Vauxhall Ampera Review


Electric vehicles are growing in numbers on the roads, they are appealing for their ‘zero emission’ motoring – well, at least at the point of use, if you ignore the output of the power station supplying the energy – but they come with a potential handicap in comparison with conventional cars. Unless your daily journey is nothing more than a short commute, ownership of an EV involves range anxiety, the worry about running out of juice before the journey's end.

Here is an electric car that resolves that problem. The Vauxhall Ampera (badged as an Opel elsewhere in Europe) is the first electric car with no range anxiety. It is the pioneer of what is certain to be a new breed of range extender EVs, designed to run principally on electricity, but also equipped with a small petrol engine as back-up to keep the car mobile when the stored energy in the battery pack runs down.

So the Ampera is a kind of reverse-hybrid. Hybrids have gained popularity as a more practical alternative to an electric car, but they run most of the time on fossil fuel with electric back-up. The Ampera differs because it runs primarily on electric power, with plug-in recharging, but with a petrol engine as back-up to drive the car’s electric motor and carry on even when the battery pack is low.

This means that it has the advantages of an electric vehicle – city-friendly driving, low pollution, low noise - but also has the major disadvantage removed. EV enthusiasts keenly quote statistics asserting that 80 per cent of daily journeys are shorter than a typical electric car’s range, but distance limitation is still the key deterrent for many motorists. The Vauxhall Ampera thus has the scope to widen the appeal of driving an EV.

On sale from early 2012, the Ampera is being hailed as the first electrically driven car in the UK that is suitable for all the variations of everyday driving, with zero CO2 tailpipe emissions combined with a range potential of up to 350 miles – around three times that of a purely-electric car. You could call it an EV without the angst.

Performance

The driving experience in the Ampera is similar to that of a Vauxhall Astra, with which it shares the same basic under-body structure. So unsurprisingly the Ampera rides and handles much like an Astra. It has a well-engineered calmness and precision that makes it a responsive and enjoyable drive.

In common with other electric cars, it has a brisk take-off. The Ampera’s acceleration feels quite energetic and gives it a lively responsiveness, at least initially.
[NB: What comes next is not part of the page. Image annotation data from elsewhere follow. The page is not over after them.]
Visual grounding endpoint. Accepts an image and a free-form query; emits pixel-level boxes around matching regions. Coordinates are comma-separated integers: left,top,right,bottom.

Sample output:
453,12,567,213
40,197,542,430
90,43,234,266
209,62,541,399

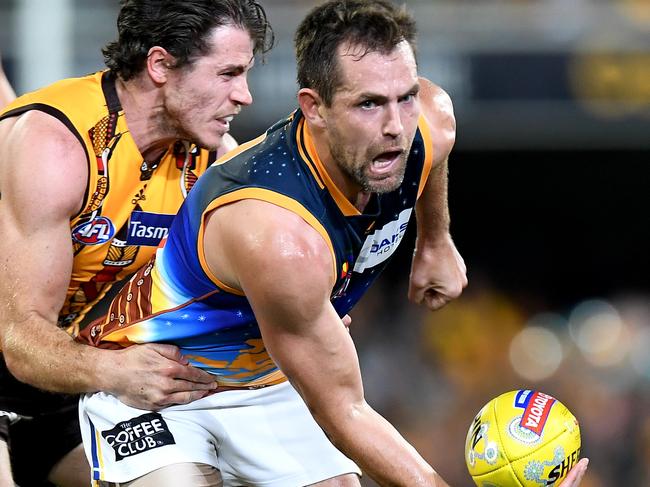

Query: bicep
0,114,87,328
211,202,363,417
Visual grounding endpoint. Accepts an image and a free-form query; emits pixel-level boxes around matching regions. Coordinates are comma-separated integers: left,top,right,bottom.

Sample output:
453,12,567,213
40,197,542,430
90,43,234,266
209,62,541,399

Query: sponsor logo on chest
72,216,115,245
126,211,174,247
354,208,413,272
101,413,176,462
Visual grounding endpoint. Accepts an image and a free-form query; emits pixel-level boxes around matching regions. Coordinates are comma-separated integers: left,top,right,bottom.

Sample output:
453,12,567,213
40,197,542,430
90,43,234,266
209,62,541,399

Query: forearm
315,403,448,487
2,315,107,394
415,159,450,247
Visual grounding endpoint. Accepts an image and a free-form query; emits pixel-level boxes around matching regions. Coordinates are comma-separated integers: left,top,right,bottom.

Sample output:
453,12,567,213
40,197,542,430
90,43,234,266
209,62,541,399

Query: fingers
142,343,214,384
558,458,589,487
341,315,352,329
141,343,189,365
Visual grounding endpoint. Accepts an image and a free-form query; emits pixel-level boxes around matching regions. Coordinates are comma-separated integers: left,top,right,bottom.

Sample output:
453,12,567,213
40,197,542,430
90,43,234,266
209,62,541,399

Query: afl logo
72,216,115,245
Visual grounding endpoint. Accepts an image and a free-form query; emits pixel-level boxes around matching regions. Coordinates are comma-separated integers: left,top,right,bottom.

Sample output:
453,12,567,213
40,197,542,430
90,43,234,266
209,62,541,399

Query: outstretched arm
0,52,16,110
0,112,214,409
204,200,447,487
409,78,467,309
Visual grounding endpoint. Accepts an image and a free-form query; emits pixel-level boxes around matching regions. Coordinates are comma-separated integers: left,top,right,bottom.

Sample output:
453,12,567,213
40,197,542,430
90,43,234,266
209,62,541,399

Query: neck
115,77,176,161
308,124,362,206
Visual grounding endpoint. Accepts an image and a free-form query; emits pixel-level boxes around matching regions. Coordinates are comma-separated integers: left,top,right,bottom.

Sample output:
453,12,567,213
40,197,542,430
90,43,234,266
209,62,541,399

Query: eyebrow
356,82,420,103
219,55,255,71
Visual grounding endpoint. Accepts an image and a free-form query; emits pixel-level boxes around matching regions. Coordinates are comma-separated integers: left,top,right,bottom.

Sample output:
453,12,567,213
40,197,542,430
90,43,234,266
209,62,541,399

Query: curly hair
102,0,274,80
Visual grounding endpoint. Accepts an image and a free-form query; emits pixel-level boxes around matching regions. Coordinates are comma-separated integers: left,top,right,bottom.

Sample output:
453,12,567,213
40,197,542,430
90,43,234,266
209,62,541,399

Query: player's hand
104,343,217,411
409,235,467,310
557,458,589,487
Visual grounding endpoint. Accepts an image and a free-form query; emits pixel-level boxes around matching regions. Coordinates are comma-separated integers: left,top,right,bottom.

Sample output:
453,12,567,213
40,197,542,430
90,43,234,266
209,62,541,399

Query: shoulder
205,199,334,292
420,77,456,161
0,111,88,216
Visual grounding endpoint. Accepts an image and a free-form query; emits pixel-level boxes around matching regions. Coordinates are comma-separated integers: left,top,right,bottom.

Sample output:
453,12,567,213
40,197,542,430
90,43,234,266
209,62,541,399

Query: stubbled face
324,41,420,193
162,25,254,150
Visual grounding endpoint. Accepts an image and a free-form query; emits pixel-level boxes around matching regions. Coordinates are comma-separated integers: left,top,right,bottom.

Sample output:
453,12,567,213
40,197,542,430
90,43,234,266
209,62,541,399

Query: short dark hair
102,0,274,80
294,0,416,106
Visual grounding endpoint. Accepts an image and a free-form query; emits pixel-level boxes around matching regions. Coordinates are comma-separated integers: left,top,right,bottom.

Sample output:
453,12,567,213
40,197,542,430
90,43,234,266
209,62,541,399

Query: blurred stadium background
0,0,650,487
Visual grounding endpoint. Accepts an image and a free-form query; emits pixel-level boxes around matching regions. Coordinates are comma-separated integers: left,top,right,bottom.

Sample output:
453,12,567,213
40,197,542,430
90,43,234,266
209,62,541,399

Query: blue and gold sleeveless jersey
82,111,433,387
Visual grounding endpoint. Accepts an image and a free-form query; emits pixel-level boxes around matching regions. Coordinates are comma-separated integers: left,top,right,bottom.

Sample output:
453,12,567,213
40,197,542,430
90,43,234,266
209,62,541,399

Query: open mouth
372,150,402,173
217,115,235,132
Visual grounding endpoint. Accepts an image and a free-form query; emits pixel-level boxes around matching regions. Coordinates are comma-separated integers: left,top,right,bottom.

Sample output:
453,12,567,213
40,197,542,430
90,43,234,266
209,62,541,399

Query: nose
230,75,253,105
384,103,404,137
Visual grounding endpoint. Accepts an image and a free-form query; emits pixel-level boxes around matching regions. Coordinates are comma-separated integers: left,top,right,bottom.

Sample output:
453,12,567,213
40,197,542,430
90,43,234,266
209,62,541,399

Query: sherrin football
465,390,580,487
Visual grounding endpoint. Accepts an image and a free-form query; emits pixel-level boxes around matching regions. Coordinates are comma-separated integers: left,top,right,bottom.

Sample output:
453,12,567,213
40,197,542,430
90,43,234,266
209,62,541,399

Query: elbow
309,400,370,451
2,347,32,383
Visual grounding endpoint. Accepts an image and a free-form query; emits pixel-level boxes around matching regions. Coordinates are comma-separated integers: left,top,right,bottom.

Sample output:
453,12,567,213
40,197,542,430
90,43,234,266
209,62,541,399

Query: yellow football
465,390,580,487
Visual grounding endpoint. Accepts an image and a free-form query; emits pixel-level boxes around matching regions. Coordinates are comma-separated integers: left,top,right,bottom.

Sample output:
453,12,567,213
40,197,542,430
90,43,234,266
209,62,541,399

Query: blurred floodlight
569,300,629,367
510,326,562,381
630,328,650,380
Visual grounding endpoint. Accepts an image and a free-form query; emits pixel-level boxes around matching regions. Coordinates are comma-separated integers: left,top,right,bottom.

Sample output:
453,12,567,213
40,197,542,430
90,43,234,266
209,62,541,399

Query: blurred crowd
352,270,650,487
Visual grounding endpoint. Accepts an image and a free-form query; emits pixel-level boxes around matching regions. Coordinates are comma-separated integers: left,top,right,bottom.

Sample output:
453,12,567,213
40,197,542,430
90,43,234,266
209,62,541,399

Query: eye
399,93,416,103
Overall, though, the impression is of more a tourer than sports car. Its performance figures are respectable, especially the sub-10 seconds acceleration time, but the top speed is lower than many similar cars, as it is electrically limited. That is academic for most drivers, though, and irrelevant anywhere away from a derestricted German autobahn.

It is hard not to be somewhat fixated by the range countdown on the instrument panel that keeps you informed about you how much energy is left in the battery pack. Unlike a pure electric car, though, when the gauge hits zero the car keeps running normally, as the petrol engine almost imperceptibly switches itself on to take over from the electric motor.